The trickiest part of building a loft room is determining the best place for and installing the staircase to access the new space in your loft. Apart from that, most proficient DIY enthusiasts will be able to tackle the work with relative ease.
Check before Starting any Work on your Loft
Whilst local planning and building regulations may apply, generally speaking providing your loft room conversion does not extend outside of the existing buildings structure, you will be able to carry out the conversion with few problems. However, you should check on this before starting any work and pay particular attention to any fire or safety advice in your choice of materials to use or the design of your loft room.
Some Basic Concepts
Measure the space you’ve got to work in and then decide on the dimensions of the loft room you want to build. Whilst the size and shape of any loft room you decide to build will depend on the space you have to work with; generally speaking you need to have at least 40 square feet of space that an adult can stand up in, if you want to create a room that will add real value to your property.
The design for your loft room can, of course, extend into lower areas of the loft that can be used to accommodate furniture or some other storage system. Having established the design of the room you should build an outer frame with strong timbers, for any long sections in the loft you should also use joint braces as required. An inner framework can then be added which is packed with an insulating material.
At this point you should at least think where you want any electrical fittings and how they’re going to be fixed to the inner surfaces of the room. You can then fit the floor, a tong and groove wooden floor would look great or you could lay sheets of MDF or plywood and cover them with another material. The walls and ceiling can be similarly treated.
You could use plasterboard, wood or some other cladding material; entirely dependant on the ‘look’ you’re trying to create. Don’t forget, before finishing the floor, walls and ceilings; make sure the electric cables are in the correct positions for their sockets.
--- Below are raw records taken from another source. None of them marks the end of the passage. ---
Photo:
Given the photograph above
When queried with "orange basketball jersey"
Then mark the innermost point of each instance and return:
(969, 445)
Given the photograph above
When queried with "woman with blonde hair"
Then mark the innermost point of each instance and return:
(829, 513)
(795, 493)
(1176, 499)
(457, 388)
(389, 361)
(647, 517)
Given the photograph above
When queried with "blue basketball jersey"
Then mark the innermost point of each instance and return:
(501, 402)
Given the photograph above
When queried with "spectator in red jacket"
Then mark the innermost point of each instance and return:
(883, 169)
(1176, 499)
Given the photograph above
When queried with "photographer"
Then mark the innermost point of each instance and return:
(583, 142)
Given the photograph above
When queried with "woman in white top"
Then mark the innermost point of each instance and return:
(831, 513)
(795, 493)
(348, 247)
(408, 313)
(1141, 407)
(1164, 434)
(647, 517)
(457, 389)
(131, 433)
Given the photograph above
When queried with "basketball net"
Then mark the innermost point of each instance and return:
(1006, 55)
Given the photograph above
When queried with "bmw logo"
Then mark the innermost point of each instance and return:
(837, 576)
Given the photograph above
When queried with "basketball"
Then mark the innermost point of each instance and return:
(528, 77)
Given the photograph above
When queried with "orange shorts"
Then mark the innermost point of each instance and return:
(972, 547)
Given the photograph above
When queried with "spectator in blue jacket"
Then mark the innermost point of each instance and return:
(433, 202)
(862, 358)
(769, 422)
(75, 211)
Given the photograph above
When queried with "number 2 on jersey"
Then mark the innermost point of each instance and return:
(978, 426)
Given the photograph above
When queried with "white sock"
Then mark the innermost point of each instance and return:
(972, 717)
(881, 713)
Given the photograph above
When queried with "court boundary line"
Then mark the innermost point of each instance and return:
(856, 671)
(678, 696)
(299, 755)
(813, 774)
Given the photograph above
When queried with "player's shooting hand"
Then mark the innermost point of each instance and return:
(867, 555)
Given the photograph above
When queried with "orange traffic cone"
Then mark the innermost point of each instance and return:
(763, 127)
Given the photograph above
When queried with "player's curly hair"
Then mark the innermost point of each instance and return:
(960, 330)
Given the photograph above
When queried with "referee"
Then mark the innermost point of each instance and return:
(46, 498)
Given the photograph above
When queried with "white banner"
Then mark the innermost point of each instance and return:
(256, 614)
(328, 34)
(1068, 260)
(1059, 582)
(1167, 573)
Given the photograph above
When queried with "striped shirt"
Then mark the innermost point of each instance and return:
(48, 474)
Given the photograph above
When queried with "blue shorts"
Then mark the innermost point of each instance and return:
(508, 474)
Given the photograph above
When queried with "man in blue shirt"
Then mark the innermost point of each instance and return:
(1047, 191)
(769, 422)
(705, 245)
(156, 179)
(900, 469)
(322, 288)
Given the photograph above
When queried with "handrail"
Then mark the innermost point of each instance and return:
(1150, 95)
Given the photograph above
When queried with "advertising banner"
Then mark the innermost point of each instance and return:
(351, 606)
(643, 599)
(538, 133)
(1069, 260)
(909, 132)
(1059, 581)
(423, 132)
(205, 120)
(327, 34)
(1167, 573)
Accessing your New Loft Room Conversion
Again dependant on the space you have available fitting a staircase to the new loft room can be difficult. The use of a ladder system is not acceptable as an alternative to a staircase. In very limited spaces, especially if the opening into the loft can’t be moved, spiral staircases are very popular and common.
However, a point to consider here is that a spiral staircase might be great for people in some age groups but for the very young and elderly they can be entirely unsuitable. Also, installing a spiral staircase might affect the value of your loft room.
Generally, in a house a staircase has a slope of about 35 degrees and would certainly not exceed 55 degrees. So, you should be careful to check that any staircase you do fit isn’t too steep.
If you have the room then fitting a conventional staircase is to be recommended. There is plenty of advice and help available on building a staircase, most of which is concerned with measuring and cutting the staircase stringers.